DPN-Hp: The stakes of prenatal diagnosis (PND) in the prevention of disabilities: Using technology between scientific progress and public action
ANRS Contract (2009-2011) | Cermes3
Coordinator: Isabelle Ville (Cermes3)
In the majority of Western countries, prenatal diagnosis and screening (PND) technologies have become a practically inevitable stage of pregnancy monitoring. Given the absence of a curative solution for a number of diagnosed anomalies, the medical terminations of pregnancy became a way of preventing disabilities, bringing to the surface the question of eugenics as a form of private expression.
Facing the ethical stakes raised by these practices, regulation schemes have been set up. But they are struggling to frame techniques that are constantly extending and becoming more sophisticated, deeply modifying care of pregnancy, the conceptions of the fetus, and the social standards of childbirth. Although the extension of these techniques opens up the possibility of multiple societal and political choices, the weakness of the societal debate, combined with the feeling that scientific progress is ineluctable, often leaves practitioners to manage the technology and ethics of this “new” medical service.
Thus, prenatal medicine has been involved for thirty years in a form of social treatment of disability. During the same period, the traditional approach to disability has been largely questioned by disabled persons and disability studies, which has led to notable transformations in the representations and experience of disability. The perinatal field has remained at the margins of these evolutions.
This project aims to explore these two fields as one by approaching the uses of PND in their entanglements with research and technical evolutions, on the one hand, and prevention policies and the significances of disability on the other hand. Two lines of investigation are presented, defending a pragmatic approach and using qualitative methods:
1/ a social-historic analysis observes, since the late 1960s, convergences between the public-action, clinical, and research sectors that have supported the development and generalization of the PND in France. It analyzes these evolutions in connection with the emergence of new actors and new health standards. This part is based on an analysis of archives, and of the interviews and conversations collected during a “witnesses seminar.”
2/ A comparative analysis of the current use of PND in four countries (Brazil, France, Netherlands, and the United Kingdom) is made of the diversity of local forms of ownership beyond the globalization of scientific and technical innovation. National contexts are described (in terms of regulations, of the screening service, and of the care provided to disabled children). The study focuses in particular on the mechanisms through which an unfavorable technical result is anticipated and “translated” in terms of a future disability. The work is based on ethnographic observations and interviews in prenatal-diagnosis consultations, before and after an anomaly is detected.
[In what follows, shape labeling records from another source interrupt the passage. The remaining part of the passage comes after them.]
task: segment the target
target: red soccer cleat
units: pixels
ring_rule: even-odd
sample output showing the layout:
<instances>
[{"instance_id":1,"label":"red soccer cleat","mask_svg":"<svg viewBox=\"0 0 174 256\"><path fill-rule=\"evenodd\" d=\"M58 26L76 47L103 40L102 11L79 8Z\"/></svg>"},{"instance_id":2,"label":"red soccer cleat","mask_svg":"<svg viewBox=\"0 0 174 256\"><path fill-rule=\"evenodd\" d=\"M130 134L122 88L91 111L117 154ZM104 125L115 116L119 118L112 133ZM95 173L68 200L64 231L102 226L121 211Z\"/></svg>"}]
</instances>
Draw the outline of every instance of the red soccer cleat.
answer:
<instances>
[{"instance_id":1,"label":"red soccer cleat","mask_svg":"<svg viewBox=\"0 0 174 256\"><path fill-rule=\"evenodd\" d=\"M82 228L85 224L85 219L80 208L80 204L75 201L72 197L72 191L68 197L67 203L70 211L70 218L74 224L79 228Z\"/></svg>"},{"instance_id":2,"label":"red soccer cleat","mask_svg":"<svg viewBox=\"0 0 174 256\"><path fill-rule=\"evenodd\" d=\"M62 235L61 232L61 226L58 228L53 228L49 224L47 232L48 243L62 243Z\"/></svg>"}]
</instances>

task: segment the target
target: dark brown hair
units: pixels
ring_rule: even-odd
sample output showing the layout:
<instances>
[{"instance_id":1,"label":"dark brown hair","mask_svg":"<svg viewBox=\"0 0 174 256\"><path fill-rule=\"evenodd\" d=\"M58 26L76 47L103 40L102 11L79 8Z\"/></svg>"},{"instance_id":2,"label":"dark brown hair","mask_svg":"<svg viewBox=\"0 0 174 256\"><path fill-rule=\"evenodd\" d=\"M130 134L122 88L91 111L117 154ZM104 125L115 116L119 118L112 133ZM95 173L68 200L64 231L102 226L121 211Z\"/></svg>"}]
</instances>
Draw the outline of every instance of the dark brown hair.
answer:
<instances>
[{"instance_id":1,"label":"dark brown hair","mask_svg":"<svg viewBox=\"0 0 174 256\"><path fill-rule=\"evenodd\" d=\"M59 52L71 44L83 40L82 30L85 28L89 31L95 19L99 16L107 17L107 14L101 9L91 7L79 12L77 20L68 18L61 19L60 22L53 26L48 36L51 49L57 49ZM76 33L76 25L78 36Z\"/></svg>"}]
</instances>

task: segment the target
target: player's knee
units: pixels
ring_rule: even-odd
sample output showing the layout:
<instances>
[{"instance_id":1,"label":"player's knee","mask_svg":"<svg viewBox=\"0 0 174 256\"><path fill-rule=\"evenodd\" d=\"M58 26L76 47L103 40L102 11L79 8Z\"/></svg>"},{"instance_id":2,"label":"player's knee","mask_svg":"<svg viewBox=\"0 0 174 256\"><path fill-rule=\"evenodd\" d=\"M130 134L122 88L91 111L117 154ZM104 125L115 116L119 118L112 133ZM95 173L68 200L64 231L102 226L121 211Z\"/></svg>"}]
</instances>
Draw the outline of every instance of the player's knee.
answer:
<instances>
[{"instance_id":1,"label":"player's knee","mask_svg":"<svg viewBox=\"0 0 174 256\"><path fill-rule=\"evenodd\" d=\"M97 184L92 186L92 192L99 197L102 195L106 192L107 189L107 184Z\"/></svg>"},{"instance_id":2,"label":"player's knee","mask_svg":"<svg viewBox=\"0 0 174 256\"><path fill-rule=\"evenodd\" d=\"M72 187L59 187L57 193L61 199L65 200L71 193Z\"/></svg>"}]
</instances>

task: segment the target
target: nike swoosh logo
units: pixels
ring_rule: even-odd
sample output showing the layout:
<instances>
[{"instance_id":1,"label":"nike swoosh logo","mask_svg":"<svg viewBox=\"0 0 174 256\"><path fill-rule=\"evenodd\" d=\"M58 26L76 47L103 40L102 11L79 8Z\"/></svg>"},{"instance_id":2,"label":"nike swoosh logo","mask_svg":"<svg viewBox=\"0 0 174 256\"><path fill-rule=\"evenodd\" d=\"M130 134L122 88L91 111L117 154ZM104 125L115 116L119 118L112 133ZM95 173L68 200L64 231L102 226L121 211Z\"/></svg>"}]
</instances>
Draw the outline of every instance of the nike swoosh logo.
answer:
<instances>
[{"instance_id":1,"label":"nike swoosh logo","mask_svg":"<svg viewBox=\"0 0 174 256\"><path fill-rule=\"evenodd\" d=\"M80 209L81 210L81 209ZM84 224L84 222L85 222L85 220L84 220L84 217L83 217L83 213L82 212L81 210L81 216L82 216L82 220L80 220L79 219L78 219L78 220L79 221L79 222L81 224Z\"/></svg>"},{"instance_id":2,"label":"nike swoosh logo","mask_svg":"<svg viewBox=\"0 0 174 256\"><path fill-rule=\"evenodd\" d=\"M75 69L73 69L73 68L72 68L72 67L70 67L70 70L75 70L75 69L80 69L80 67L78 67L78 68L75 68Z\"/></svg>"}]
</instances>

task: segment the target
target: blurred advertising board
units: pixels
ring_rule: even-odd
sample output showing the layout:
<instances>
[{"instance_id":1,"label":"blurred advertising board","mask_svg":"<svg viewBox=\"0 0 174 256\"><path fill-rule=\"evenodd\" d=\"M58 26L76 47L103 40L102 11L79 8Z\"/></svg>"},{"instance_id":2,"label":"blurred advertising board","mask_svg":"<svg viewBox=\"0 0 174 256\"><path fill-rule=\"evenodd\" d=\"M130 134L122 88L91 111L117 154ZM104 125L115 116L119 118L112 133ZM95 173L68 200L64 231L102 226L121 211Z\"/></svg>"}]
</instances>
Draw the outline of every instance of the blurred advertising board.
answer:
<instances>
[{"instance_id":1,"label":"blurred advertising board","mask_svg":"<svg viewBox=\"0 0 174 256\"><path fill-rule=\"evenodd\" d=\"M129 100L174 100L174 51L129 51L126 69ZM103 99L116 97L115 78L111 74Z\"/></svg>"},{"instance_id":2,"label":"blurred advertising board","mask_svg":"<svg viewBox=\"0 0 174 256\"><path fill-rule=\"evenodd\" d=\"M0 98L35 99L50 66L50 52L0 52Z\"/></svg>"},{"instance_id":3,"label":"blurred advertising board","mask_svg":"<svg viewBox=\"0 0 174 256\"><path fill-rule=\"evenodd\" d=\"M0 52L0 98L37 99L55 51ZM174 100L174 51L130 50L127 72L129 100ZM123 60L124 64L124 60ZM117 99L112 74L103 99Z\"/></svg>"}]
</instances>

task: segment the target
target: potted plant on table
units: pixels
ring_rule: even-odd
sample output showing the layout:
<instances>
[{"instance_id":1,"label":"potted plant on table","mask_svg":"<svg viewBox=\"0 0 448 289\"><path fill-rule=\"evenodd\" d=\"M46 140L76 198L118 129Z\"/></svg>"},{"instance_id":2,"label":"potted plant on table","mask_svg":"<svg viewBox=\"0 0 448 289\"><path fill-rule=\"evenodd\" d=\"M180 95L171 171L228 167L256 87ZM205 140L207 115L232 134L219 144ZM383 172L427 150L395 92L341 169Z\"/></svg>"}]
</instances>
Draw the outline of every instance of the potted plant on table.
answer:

The multidisciplinary team (sociology, history, anthropology, and philosophy) comprised two mixed research laboratories (CNRS, Inserm, and the EHESS), Cermes3 and the IRIS, and the GRIS (EA University of Rouen). It combined skills in the fields of science and technology, risk, act-based medical work, gender, disability, and health-related social mobilizations.
Previously, PND practices had hardly been analyzed in connection with the social treatment of disability. On the eve of revision of the laws on bioethics, clarifying this blind spot was to allow a better grasp of the stakes involved in PND, at the junction of technical, health, and social policies.